L'oncologo medico Sandro Pignata spiega che cos’è il Papilloma virus e in che cosa consiste l’HPV test.
L’HPV test viene raccomandato a partire dai 30 anni di età fino ai 65 anni, e deve essere eseguito ogni 5 anni. Il test presenta una maggiore sensibilità ed efficacia rispetto al Pap-test, perché consente di rilevare la presenza del virus ancora prima che questo abbia avuto la possibilità di generare lesioni precancerose.
È importante precisare che l'eventuale positività all'HPV test non corrisponde a una diagnosi di tumore.

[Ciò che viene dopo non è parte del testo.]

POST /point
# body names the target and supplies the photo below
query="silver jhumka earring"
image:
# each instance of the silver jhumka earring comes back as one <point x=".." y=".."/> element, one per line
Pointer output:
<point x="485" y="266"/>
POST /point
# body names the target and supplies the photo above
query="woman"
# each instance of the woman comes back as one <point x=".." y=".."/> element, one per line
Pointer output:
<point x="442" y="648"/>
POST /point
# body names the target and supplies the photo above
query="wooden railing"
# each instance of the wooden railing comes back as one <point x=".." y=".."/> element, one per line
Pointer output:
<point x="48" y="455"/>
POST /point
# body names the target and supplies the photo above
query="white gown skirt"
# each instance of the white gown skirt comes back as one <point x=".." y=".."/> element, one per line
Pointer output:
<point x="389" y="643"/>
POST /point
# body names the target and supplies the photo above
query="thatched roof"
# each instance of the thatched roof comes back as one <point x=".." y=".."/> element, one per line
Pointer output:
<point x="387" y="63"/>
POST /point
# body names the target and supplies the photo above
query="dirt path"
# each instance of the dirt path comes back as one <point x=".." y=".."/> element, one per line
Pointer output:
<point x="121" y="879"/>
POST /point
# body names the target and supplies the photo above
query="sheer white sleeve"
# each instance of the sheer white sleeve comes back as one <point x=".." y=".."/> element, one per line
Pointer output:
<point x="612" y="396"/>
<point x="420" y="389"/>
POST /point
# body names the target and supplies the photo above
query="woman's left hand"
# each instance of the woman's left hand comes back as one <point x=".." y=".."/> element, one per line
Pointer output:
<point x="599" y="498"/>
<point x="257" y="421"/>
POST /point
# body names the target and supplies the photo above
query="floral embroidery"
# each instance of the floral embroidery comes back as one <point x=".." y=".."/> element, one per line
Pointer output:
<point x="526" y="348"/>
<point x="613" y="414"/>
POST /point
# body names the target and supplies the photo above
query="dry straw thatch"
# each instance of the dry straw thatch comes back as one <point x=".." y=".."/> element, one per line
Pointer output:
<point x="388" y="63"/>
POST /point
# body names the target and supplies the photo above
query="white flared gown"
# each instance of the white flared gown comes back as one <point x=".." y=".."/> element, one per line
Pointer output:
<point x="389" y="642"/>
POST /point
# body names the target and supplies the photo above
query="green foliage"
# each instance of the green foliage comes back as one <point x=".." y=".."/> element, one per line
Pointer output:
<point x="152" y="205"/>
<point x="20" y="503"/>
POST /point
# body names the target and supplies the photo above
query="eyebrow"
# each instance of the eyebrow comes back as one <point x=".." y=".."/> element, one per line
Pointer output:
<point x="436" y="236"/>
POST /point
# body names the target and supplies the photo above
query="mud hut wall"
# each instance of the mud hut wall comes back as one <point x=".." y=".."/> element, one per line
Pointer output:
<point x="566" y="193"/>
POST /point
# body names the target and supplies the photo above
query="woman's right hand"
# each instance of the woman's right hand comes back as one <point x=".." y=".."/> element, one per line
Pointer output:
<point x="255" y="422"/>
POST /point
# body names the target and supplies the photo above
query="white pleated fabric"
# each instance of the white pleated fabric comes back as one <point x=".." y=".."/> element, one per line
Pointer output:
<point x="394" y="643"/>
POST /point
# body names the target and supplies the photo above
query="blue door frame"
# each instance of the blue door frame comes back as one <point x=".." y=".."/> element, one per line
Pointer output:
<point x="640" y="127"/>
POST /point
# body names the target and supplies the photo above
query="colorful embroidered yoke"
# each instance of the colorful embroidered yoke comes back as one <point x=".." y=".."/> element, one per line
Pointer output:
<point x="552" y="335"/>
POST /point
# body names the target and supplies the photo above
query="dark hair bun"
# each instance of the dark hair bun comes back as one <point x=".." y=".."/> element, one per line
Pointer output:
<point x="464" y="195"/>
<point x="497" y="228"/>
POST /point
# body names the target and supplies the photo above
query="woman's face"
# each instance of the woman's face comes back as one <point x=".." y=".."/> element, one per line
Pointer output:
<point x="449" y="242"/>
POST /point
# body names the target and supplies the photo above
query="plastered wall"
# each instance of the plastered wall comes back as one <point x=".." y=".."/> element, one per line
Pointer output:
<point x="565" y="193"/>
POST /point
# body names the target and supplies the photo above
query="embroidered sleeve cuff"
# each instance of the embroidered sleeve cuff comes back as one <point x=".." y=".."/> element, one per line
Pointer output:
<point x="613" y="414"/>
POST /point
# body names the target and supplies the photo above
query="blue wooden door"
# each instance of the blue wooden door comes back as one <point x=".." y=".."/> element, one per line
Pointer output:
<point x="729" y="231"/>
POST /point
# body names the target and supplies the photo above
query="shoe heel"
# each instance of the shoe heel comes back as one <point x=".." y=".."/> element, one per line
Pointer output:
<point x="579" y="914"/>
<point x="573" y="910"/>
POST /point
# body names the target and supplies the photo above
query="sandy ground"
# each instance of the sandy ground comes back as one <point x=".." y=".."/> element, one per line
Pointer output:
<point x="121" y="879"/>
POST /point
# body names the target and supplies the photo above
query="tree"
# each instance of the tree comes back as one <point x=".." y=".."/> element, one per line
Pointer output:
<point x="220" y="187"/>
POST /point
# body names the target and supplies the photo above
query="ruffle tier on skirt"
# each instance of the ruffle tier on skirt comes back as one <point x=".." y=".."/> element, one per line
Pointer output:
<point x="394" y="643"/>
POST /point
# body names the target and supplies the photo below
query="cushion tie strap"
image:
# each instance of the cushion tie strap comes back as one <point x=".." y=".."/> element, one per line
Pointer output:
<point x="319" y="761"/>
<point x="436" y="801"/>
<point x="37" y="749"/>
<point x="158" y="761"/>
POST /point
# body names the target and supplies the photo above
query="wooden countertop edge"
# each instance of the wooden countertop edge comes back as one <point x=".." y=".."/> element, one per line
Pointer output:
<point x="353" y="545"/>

È piuttosto un segnale che sono necessari ulteriori accertamenti. Il materiale prelevato per l’HPV test viene infatti esaminato anche al microscopio (in un esame che prende il nome di Pap test di triage). Se questo esame evidenzia la presenza di alterazioni a carico delle cellule, si procede con la colposcopia. Nel caso in cui la valutazione citologica invece non evidenziasse nessuna atipia, la paziente ripeterà l’HPV test a un anno di distanza.
In definitiva, dunque, aderire allo screening aumenta notevolmente le probabilità di individuare un tumore a uno stadio di sviluppo molto precoce e quindi di intervenire con i trattamenti adeguati caso per caso.
È raccomandato a tutte le donne che si siano sottoposte a vaccinazione anti HPV di aderire ugualmente allo screening. Sono stati identificati circa 200 ceppi differenti di HPV, e i vaccini attualmente presenti in commercio offrono la protezione solo contro 9 ceppi, che sono quelli considerati ad alto rischio perché più frequentemente associati all’insorgenza del tumore. Non è escluso però che un ceppo classificato come a basso rischio possa instaurare una infezione persistente e così portare allo sviluppo di lesioni precancerose o di un cancro invasivo. Quindi vaccinarsi diminuisce il rischio di ammalarsi ma non lo annulla del tutto.
Le informazioni di questa pagina non sostituiscono il parere del medico.